V&I: Você está me perguntando? É para responder?
Cleuza: É.

V&I: Esse monte de gente que dorme na rua já é um problema de hoje. Eu venho sempre para o centro e vejo, está cada vez pior.
Cleuza: Então, o que o Lula tem que fazer? Ele lutou tanto, foi um presente de Deus. Isso aí vai sair na internet, ele vai ler. Ele lutou tantos anos, até apanhou pra conseguir o que queria. Agora, ele está jogando fora o nosso país. Ele está dando de mão beijada. Eu acho errado.

V&I: Por que você acha que ele está dando?
Cleuza: Porque ele está vendendo. Ele não está vendendo esse negócio do álcool? Eu não entendo esse negócio aí.Ele vai vender o quê? A fórmula de fazer o álcool? É isso o que eu quero entender.

V&I: A idéia é vender o próprio álcool. Nós fazemos álcool com cana. Eles fazem o álcool com milho, porque eles não tem cana. Só que o álcool feito com milho fica muito caro. Você sabe que a cana vai bem aqui.
Cleuza: É. Muita cana.

V&I: Você acha que o Brasil vai dar certo?
Cleuza: Vai.

V&I: Vai demorar pra dar certo?
Cleuza: Não. Na minha mente, eu acho que algo de bom vai acontecer com esse Brasil. Sabe por quê? Nós temos tudo. Nosso país não é um país miserável. Nós temos tudo. Um dia algo vai ter que mudar.

V&I: Eu também acho.
Cleuza: Então, porque sair daqui pra buscar lá? Nós temos tudo aqui. E o presidente está dando tudo... Depois da cana, sei lá o que ele vai dar pro cara.

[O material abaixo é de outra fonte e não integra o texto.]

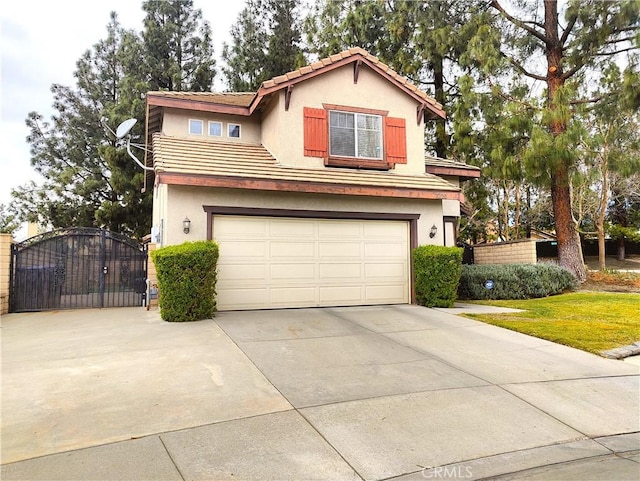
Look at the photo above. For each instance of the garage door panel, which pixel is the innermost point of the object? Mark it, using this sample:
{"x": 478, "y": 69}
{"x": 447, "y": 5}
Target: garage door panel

V&I: Cleuza, quer dar algum recado pra quem ler essa entrevista na internet?
Cleuza: Vou mandar um abraço pra Amália, eu sei que ela vai me ver. Ela é minha vizinha. Ela é minha amiguinha do coração.

V&I: Quer falar alguma coisa para quem estiver lendo, mesmo sem te conhecer?
Cleuza: Quero que gostem da minha entrevista, e sucesso. Sucesso pra mim e pra quem ler.

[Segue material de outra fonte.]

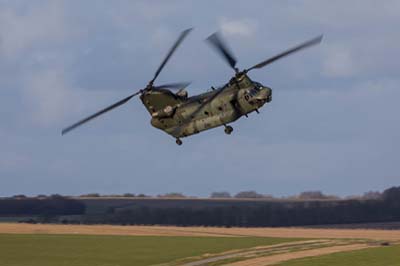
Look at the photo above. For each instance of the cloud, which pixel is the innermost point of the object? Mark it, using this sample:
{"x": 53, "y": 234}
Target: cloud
{"x": 339, "y": 62}
{"x": 30, "y": 27}
{"x": 238, "y": 27}
{"x": 49, "y": 97}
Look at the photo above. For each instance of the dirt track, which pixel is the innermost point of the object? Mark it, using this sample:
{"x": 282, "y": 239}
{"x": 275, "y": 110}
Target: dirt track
{"x": 11, "y": 228}
{"x": 274, "y": 259}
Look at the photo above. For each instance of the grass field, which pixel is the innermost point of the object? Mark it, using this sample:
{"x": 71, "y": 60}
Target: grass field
{"x": 85, "y": 250}
{"x": 382, "y": 256}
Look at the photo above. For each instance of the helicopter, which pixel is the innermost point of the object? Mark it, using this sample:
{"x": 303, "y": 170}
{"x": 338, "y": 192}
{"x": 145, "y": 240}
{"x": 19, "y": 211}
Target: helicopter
{"x": 181, "y": 116}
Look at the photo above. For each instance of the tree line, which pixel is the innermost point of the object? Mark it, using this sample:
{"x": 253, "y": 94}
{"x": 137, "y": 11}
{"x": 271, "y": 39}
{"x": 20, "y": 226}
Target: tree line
{"x": 258, "y": 214}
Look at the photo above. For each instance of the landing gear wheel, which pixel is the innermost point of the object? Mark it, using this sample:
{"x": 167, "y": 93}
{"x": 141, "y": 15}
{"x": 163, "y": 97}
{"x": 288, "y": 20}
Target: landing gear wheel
{"x": 228, "y": 130}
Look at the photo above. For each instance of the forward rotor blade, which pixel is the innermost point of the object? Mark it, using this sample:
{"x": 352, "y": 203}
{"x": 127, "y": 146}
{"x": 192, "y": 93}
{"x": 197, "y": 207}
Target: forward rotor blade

Fiz mais algumas cliques de Cleuza e anotei seu endereço, pois fiquei de enviar as fotos pelo correio. Ela saiu contente, não sem antes confessar que sempre que via equipes de televisão na rua, torcia para ser entrevistada pelos repórteres. De todo modo, a Globo não manda fotos dos entrevistados pelo correio, não é mesmo?